Multidistrict proceedings are supposed to enhance the fair and efficient litigation and resolution of large controversies. In theory, they concentrate multiple lawsuits involving the same subject before one court, and the court helps the parties streamline the litigation by, for example, entering pretrial orders that apply in every case, rather than having many different courts address the same issues over and over again. Through the use of bellwether trials, these courts can help the parties obtain the information they need about the strength of the claims pool and thereby facilitate a more efficient resolution of all claims.

Unfortunately, multidistrict litigation (MDL) practice is not living up to the theory: MDL proceedings are morphing from a procedural device that is intended to create efficiencies in civil litigation (particularly pretrial discovery) into lawsuit magnets. This is, in large part, because plaintiffs’ counsel have increasingly been able to turn the chief virtue of MDL-the efficiencies gained from resolving pretrial matters in the aggregate-into a significant vice.

Through aggressive advertising and highly sophisticated client recruitment strategies, plaintiffs’ counsel have been able to use the existence of multidistrict proceedings to attract claims of dubious merit. And because multidistrict proceedings by design have tended to prioritize global issues over individual ones, plaintiffs’ counsel have successfully warehoused meritless claims and shielded them from judicial scrutiny in a way they never could if all the cases were being tried individually.

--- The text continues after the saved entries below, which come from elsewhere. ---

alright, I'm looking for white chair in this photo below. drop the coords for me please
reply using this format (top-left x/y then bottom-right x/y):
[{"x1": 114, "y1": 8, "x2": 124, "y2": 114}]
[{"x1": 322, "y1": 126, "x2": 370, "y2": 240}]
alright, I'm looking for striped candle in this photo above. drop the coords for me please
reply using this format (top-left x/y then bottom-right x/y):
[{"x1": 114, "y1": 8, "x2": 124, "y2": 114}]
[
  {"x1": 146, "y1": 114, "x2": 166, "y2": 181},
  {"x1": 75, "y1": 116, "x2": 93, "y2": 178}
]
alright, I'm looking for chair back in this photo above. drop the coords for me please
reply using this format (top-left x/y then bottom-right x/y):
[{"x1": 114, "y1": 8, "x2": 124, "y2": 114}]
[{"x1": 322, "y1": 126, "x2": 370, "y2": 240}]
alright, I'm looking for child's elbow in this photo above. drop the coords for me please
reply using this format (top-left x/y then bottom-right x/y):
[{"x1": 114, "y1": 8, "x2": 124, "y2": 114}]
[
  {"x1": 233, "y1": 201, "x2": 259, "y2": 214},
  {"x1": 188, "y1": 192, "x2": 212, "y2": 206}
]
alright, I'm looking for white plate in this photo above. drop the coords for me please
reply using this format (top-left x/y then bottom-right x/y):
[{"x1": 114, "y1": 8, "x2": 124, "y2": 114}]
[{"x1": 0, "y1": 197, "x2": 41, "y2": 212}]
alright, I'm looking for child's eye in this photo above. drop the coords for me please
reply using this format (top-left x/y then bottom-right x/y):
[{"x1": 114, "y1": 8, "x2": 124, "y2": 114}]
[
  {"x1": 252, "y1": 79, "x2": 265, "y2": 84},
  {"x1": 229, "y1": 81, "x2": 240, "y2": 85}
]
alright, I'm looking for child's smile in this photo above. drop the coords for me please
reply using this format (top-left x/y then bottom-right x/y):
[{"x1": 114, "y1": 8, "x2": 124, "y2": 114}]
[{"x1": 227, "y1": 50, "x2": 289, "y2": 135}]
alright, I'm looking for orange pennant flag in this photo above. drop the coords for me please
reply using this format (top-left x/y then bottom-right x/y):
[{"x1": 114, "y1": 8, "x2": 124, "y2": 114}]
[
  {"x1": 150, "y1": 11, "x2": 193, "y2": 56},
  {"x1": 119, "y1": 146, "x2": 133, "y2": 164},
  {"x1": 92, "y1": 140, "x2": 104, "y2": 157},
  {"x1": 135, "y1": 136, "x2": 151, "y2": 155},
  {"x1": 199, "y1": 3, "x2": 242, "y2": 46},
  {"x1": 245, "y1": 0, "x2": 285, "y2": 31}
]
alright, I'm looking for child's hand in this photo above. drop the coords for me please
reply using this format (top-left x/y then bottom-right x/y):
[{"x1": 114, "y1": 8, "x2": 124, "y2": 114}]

This paper addresses the aggressive solicitation of clients by lawyers and outside groups; the frivolous (and sometimes fraudulent) nature of many lawsuits filed in MDL proceedings; the settlement pressure inherent in MDL proceedings that defendants face; and various case management and other meaningful proposals under which plaintiffs’ counsel would be barred from parking meritless lawsuits in MDL proceedings that waste the parties’ and the courts’ time and resources.